A diversidade de povos indígenas no Brasil contradiz a constituição de uma única imagem do índio no país. Um processo histórico de mascaramento dessa diversidade, originado na época da colonização, é responsável pela atual situação, avalia a professora lingüista Rosane Sá Amaro (Faculdade de Letras da USP). Ela explica que os portugueses dividiam os índios em dois grupos: Tupis (seus aliados) e Tapuias (todos outros povos).
Essa separação simplista esconde muitas diferenças, diz Rosane. No Brasil, há três grandes grupos lingüísticos indígenas: Tupi, Macro-Jê e Aruak. "A língua não é a única distinção, o comportamento e a cultura também mudam". Somente o grupo Macro-Jê subdivide-se em 12 famílias e 38 línguas com mais de 50 variações – como Xavante, Tapayuna, Kamurú, Timbira e Pataxó.
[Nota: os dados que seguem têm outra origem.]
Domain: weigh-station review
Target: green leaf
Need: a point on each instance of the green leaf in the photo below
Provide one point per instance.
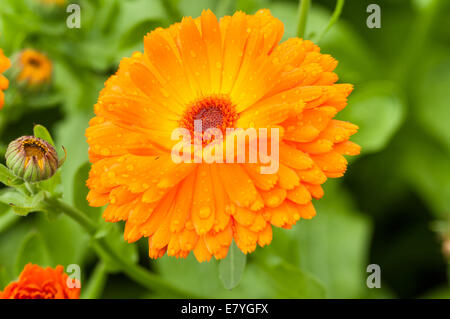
(32, 250)
(431, 107)
(232, 267)
(21, 203)
(333, 245)
(291, 282)
(114, 237)
(378, 112)
(41, 132)
(80, 191)
(4, 278)
(7, 219)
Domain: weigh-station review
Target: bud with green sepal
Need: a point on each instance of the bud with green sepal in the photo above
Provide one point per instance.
(32, 158)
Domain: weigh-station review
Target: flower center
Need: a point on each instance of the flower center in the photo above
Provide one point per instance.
(34, 62)
(214, 111)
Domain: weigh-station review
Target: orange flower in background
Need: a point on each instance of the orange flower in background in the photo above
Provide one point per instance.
(228, 73)
(4, 65)
(36, 282)
(34, 68)
(53, 2)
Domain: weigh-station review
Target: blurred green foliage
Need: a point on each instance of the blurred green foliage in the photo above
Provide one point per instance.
(380, 212)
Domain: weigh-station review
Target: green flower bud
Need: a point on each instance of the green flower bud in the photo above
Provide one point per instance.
(32, 158)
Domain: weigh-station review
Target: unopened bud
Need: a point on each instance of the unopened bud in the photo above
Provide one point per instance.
(32, 158)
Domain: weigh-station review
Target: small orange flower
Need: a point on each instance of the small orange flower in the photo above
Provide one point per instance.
(227, 73)
(34, 68)
(4, 65)
(36, 282)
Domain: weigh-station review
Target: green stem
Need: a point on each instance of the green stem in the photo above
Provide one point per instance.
(96, 282)
(172, 10)
(302, 17)
(416, 42)
(334, 18)
(7, 220)
(135, 272)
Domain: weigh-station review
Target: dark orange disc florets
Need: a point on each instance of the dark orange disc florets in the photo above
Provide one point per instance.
(216, 111)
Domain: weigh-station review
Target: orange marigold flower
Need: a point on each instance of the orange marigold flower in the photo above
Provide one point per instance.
(34, 68)
(4, 65)
(36, 282)
(231, 72)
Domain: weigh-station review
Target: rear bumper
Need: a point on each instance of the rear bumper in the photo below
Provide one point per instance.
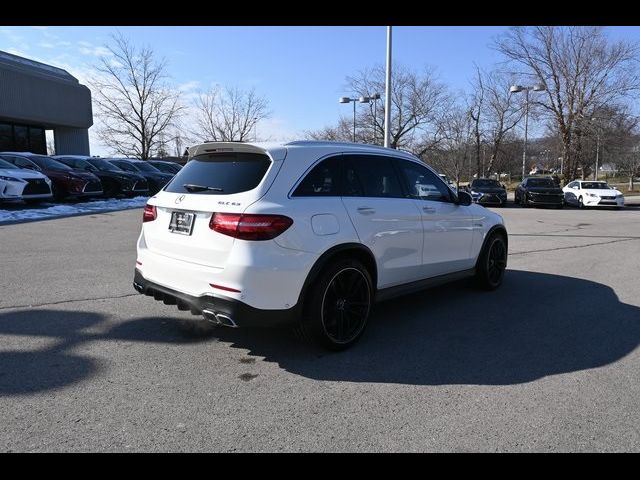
(491, 200)
(604, 203)
(544, 201)
(229, 311)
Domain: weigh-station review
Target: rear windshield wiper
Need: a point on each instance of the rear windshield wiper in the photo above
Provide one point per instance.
(200, 188)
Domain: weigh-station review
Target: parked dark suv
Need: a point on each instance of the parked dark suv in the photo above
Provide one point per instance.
(154, 177)
(115, 181)
(67, 182)
(487, 191)
(539, 191)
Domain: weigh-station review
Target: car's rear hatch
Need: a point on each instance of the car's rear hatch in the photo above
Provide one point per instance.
(221, 177)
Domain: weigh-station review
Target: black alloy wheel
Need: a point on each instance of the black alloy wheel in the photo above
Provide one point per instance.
(345, 305)
(492, 263)
(338, 305)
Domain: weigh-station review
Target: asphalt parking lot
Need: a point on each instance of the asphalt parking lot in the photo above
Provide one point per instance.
(549, 362)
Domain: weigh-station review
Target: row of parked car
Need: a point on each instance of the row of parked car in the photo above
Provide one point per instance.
(546, 191)
(35, 178)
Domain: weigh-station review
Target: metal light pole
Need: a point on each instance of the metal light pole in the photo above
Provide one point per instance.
(387, 93)
(595, 174)
(375, 97)
(519, 88)
(354, 100)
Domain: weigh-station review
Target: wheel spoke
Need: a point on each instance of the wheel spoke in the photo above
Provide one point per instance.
(345, 305)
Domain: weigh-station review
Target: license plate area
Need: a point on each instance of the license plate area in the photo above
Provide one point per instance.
(182, 222)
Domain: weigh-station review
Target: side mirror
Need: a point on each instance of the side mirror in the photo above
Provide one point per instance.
(464, 199)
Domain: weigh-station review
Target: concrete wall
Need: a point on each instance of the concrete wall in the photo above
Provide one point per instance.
(42, 100)
(71, 141)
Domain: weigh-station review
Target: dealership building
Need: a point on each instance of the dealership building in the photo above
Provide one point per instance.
(35, 97)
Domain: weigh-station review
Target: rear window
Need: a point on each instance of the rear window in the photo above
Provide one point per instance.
(220, 173)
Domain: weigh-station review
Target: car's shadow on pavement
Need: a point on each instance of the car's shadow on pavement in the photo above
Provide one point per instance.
(53, 364)
(535, 325)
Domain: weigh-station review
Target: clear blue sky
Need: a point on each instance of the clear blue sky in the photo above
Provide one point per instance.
(301, 70)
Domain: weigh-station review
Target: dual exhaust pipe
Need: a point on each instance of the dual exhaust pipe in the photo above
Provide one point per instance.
(210, 315)
(219, 318)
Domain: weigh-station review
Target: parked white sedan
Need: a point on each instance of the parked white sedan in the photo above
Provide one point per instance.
(19, 184)
(584, 193)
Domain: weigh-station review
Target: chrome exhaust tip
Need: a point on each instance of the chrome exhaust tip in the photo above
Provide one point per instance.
(219, 318)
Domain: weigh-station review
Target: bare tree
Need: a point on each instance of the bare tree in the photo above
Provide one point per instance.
(501, 111)
(476, 106)
(419, 102)
(229, 114)
(580, 68)
(453, 154)
(135, 104)
(339, 133)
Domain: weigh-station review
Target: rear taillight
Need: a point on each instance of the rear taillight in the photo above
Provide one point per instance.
(149, 213)
(249, 227)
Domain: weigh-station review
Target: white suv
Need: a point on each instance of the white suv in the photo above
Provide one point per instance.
(309, 233)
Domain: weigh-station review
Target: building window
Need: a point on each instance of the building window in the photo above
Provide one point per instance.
(6, 137)
(37, 140)
(22, 138)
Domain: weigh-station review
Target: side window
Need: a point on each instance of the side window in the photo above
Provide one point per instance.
(321, 181)
(22, 163)
(422, 183)
(370, 176)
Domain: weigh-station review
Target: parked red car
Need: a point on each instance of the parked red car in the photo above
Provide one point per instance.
(67, 182)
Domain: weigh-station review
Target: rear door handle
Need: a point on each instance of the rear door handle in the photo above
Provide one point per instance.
(366, 210)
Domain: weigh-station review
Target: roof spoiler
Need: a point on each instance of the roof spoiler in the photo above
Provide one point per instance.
(220, 147)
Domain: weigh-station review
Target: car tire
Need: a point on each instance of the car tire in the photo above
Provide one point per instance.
(111, 190)
(58, 195)
(492, 263)
(337, 309)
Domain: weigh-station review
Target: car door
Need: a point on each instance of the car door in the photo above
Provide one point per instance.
(387, 222)
(447, 227)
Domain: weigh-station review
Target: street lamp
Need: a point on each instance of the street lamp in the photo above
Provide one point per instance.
(519, 88)
(593, 119)
(354, 100)
(375, 97)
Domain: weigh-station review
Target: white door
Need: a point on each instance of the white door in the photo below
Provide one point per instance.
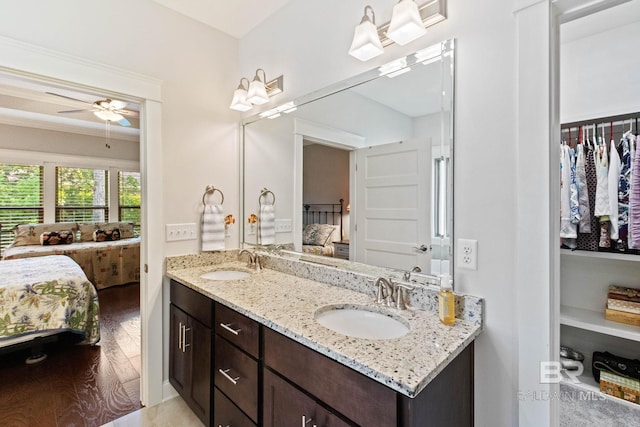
(392, 205)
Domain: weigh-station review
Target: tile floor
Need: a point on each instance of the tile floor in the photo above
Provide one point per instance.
(173, 412)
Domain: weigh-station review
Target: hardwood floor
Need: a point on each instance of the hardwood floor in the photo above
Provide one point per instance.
(79, 385)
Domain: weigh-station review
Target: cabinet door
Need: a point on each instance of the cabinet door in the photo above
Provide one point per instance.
(198, 341)
(285, 405)
(179, 357)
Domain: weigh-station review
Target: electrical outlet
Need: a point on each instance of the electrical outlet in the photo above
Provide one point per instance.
(181, 232)
(468, 254)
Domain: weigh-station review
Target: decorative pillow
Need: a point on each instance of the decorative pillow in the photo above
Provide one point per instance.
(29, 234)
(56, 238)
(87, 229)
(317, 234)
(106, 235)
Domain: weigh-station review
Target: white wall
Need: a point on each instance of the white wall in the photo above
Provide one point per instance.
(48, 141)
(308, 43)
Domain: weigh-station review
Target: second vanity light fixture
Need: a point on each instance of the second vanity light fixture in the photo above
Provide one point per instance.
(408, 22)
(256, 92)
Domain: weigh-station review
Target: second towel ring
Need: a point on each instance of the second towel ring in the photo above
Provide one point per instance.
(264, 193)
(210, 190)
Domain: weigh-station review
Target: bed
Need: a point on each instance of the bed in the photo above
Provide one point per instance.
(322, 225)
(44, 296)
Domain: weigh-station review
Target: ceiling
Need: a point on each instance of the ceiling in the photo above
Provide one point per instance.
(234, 17)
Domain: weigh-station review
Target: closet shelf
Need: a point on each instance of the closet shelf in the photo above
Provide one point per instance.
(603, 255)
(595, 321)
(588, 384)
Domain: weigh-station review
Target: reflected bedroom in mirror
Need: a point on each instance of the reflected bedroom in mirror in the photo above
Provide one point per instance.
(361, 170)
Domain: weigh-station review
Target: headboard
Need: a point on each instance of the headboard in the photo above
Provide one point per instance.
(323, 213)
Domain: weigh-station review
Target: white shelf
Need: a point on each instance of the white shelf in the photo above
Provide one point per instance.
(603, 255)
(595, 321)
(588, 384)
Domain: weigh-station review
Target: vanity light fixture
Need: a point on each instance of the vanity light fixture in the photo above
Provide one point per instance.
(409, 21)
(406, 24)
(239, 101)
(366, 41)
(255, 93)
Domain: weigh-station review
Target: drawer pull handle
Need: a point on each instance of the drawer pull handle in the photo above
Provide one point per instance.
(228, 328)
(225, 373)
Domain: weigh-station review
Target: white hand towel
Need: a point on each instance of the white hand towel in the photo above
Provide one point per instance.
(267, 224)
(212, 228)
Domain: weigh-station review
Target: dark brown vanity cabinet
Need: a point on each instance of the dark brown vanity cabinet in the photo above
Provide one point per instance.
(237, 369)
(190, 348)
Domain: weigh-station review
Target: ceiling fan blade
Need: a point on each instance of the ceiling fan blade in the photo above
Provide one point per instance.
(73, 111)
(129, 113)
(68, 97)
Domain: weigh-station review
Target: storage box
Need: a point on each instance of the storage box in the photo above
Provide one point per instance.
(622, 317)
(620, 387)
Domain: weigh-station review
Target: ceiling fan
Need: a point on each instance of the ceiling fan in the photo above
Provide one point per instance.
(106, 109)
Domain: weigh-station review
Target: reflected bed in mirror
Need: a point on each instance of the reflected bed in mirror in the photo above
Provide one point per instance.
(382, 142)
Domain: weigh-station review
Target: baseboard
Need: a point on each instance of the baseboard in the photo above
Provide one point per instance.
(168, 392)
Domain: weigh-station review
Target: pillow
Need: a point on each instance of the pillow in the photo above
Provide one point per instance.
(49, 238)
(317, 234)
(29, 234)
(106, 235)
(87, 229)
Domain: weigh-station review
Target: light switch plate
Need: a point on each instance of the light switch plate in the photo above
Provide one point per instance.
(181, 232)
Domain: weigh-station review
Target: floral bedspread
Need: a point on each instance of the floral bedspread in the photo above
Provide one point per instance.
(44, 294)
(105, 263)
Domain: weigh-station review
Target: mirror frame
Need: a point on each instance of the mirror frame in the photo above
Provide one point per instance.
(444, 49)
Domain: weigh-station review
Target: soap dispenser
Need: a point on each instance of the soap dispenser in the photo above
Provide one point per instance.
(446, 301)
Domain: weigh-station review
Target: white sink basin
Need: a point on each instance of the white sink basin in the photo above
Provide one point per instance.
(225, 275)
(361, 322)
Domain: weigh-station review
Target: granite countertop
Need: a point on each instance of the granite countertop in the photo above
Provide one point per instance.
(287, 304)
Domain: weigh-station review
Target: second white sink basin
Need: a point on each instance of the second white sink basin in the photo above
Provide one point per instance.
(225, 275)
(361, 322)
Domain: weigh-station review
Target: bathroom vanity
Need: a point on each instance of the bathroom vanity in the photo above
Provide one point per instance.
(270, 363)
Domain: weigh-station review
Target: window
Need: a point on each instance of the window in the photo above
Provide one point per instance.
(21, 197)
(81, 194)
(129, 198)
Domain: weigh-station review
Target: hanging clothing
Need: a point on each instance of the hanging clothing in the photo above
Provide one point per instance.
(624, 185)
(634, 202)
(584, 225)
(568, 229)
(614, 179)
(589, 241)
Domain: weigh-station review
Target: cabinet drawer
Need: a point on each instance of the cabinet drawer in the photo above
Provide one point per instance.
(236, 375)
(198, 306)
(225, 413)
(285, 405)
(359, 398)
(238, 329)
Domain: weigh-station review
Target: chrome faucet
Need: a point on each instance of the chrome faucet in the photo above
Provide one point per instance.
(407, 274)
(253, 261)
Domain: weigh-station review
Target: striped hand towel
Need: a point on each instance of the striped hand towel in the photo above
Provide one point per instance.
(212, 228)
(267, 224)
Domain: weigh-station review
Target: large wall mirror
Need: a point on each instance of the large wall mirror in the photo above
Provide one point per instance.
(361, 170)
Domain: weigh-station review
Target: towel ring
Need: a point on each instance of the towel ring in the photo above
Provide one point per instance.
(264, 193)
(210, 190)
Para exemplificar, a professora compara o Macro-Jê com um grupo lingüístico não-índio: o indo-europeu, que envolve envolve famílias, como a românica e a anglo-saxã; elas se subdividem em línguas como português, francês e espanhol (a primeira) e inglês e alemão (a segunda). "Disso, ainda há variações: português de portugal e do Brasil, de São Paulo e da Bahia, inglês britânico e americano etc. Com os índios, ocorre o mesmo, falta conhecimento disso tudo".
Para a antropóloga e professora da Pontifícia Universidade Católica de São Paulo (PUC-SP), Lúcia Rangel, as especificidades dos índios foram ignoradas ao longo da história, o que provocou a atual situação: "Os índios são a categoria que mais sofre com preconceito no Brasil". Desde a colonização, ela afirma, a vontade e os direitos dos índios são ignorados. "O português chegou e ocupou a terra, até expulsá-los de vez. Hoje, eles continuam com dificuldades de acesso à terra e a garantia de seus direitos humanos".
Critérios restritos
Apenas em 1970, uma discussão sobre as características dos índios foi iniciada, por conta de um conflito fundiário no sul da Bahia, conta a antropóloga. "Queriam reservar terras aos índios e criaram critérios de indianidade muito ruins. Faziam exame de sangue para decidir quem era índio, coisa nazista". Após críticas, o idioma virou o critério. "Insuficiente. Pode haver um índio que não fala seu idioma original". Para Lúcia, as estruturas sociais, os valores e a forma de lidar com as situações, que diferenciam os povos.
Outros critérios foram adotados, levando em conta peculiaridades dos índios como sua concepção de parentesco, que não difere o irmão do pai do próprio pai, nem a irmã da mãe da própria mãe. Mas, graves deficiências existem, afirmou Lúcia. "O modelo atual foi construído pela antropologia e leva em conta apenas uma visão ideal de nativo: com língua, corpo e rituais puramente indígenas, não contemplando a maior parte deles, que não são assim".
Cultura
Para a antropóloga, hoje, "índio" adquiriu sentido de categoria política, por conta das lutas pelo reconhecimento de seus direitos, que, segundo Rosane, levaram a avanços. O principal, ela opina, é a Constituição de 1988, que garante educação pública diferenciada aos índios que assim desejarem. Os Governos Estaduais e Federal ficam incumbidos de formar e contratar professores indígenas para lecionar em escolas dentro das tribos.
Políticas para preservar hábitos da cultura indígena são importantes, opina a linguista. Mas, tanto ela quanto a antropóloga concordam que mudanças culturais são naturais. "As sociedades ficam em contato, uma absorve coisas da outra. Comemos mandioca por influência dos índios, por exemplo. Porque eles não podem ter influência nossa, como a TV?", questinou Rosane.